Estuaries and Coasts

, Volume 34, Issue 6, pp 1293–1309 | Cite as

Long-Term Trends in Chesapeake Bay Seasonal Hypoxia, Stratification, and Nutrient Loading

  • Rebecca R. Murphy
  • W. Michael Kemp
  • William P. Ball
Article

Abstract

A previously observed shift in the relationship between Chesapeake Bay hypoxia and nitrogen loading has pressing implications on the efficacy of nutrient management. Detailed temporal analyses of long-term hypoxia, nitrogen loads, and stratification were conducted to reveal different within-summer trends and understand more clearly the relative role of physical conditions. Evaluation of a 60-year record of hypoxic volumes demonstrated significant increases in early summer hypoxia, but a slight decrease in late summer hypoxia.

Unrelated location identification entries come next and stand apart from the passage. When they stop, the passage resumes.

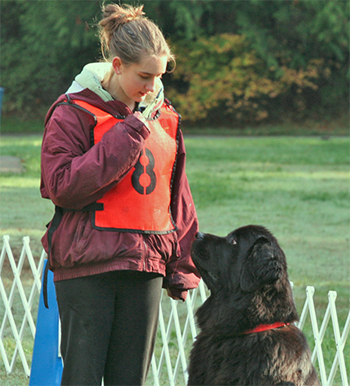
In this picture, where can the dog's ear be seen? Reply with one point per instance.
(263, 265)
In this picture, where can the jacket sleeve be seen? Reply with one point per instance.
(182, 274)
(74, 174)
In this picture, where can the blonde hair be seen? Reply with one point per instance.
(125, 32)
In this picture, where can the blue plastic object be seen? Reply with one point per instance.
(46, 364)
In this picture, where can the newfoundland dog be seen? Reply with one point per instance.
(247, 333)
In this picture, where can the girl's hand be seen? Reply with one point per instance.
(139, 116)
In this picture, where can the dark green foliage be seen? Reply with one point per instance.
(302, 47)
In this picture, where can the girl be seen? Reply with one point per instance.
(124, 218)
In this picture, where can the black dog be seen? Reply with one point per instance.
(247, 333)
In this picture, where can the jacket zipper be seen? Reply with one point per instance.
(145, 255)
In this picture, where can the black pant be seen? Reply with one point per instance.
(109, 324)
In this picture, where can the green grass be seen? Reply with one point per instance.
(298, 187)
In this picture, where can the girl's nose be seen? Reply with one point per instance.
(150, 86)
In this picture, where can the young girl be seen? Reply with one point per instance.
(124, 218)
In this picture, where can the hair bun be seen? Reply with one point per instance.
(116, 15)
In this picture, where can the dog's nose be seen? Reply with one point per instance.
(199, 236)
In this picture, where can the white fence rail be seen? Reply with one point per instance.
(20, 285)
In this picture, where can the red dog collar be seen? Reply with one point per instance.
(266, 327)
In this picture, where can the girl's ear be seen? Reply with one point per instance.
(117, 64)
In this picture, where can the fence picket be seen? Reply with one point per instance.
(172, 325)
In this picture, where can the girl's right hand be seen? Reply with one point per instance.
(139, 116)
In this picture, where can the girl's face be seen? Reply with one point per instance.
(137, 80)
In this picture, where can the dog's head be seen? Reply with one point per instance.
(246, 259)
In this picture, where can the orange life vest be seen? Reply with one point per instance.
(140, 202)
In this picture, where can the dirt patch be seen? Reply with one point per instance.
(9, 164)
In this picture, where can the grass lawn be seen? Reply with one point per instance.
(297, 187)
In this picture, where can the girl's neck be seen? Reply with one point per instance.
(111, 84)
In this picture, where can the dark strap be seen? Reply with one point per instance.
(55, 222)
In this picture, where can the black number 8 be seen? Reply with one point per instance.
(144, 179)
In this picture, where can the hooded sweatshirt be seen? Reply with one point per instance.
(76, 173)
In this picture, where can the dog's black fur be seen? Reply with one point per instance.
(246, 272)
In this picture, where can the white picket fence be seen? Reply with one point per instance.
(177, 329)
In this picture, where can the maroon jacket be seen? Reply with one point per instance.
(76, 174)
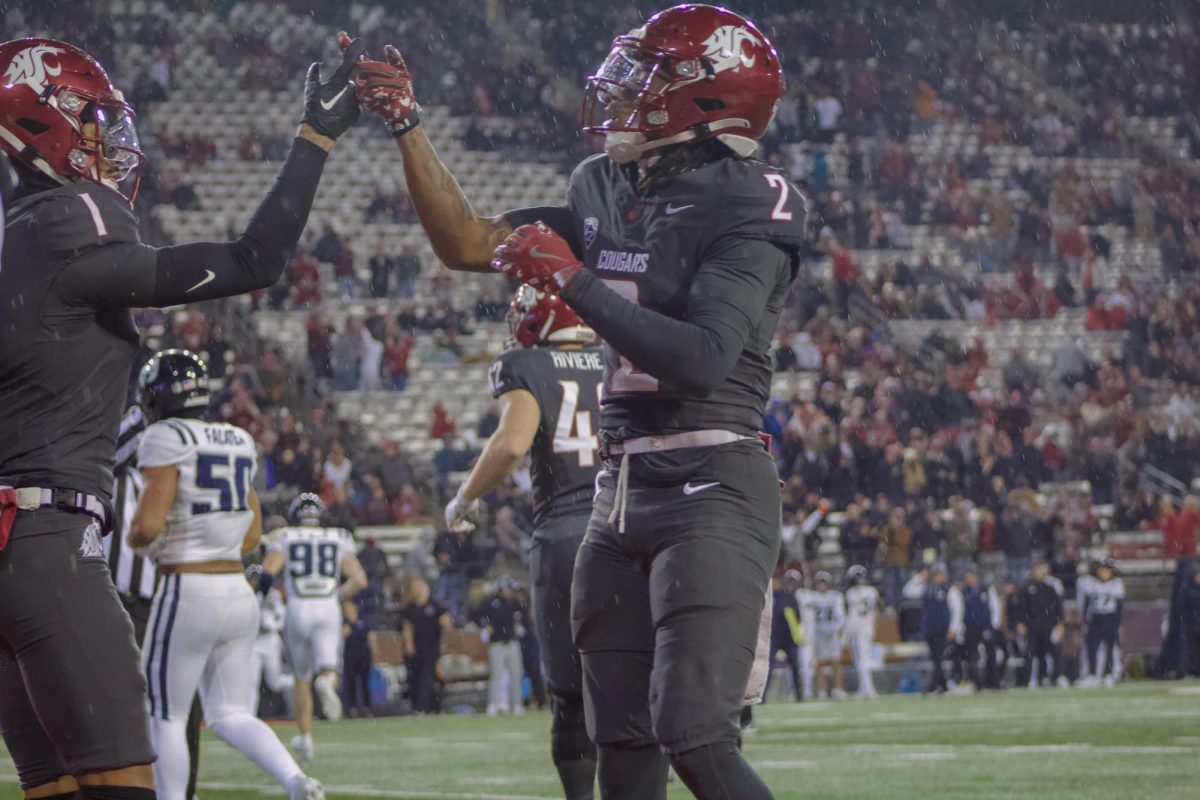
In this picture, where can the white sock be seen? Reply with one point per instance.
(259, 744)
(171, 770)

The early summer hypoxia trend is related to an increase in Bay stratification strength during June from 1985 to 2009, while the late summer hypoxia trend matches the recently decreasing nitrogen loads. Additional results show how the duration of summertime hypoxia is significantly related to nitrogen loading, and how large-scale climatic forces may be responsible for the early summer increases. Thus, despite intra-summer differences in primary controls on hypoxia, continuing nutrient reduction remains critically important for achieving improvements in Bay water quality.

Keywords

Hypoxia Stratification Nutrients Chesapeake Bay Kriging Long-term trends 

Supplementary material

12237_2011_9413_MOESM1_ESM.doc (12.8 mb)
(DOC 12.7 mb)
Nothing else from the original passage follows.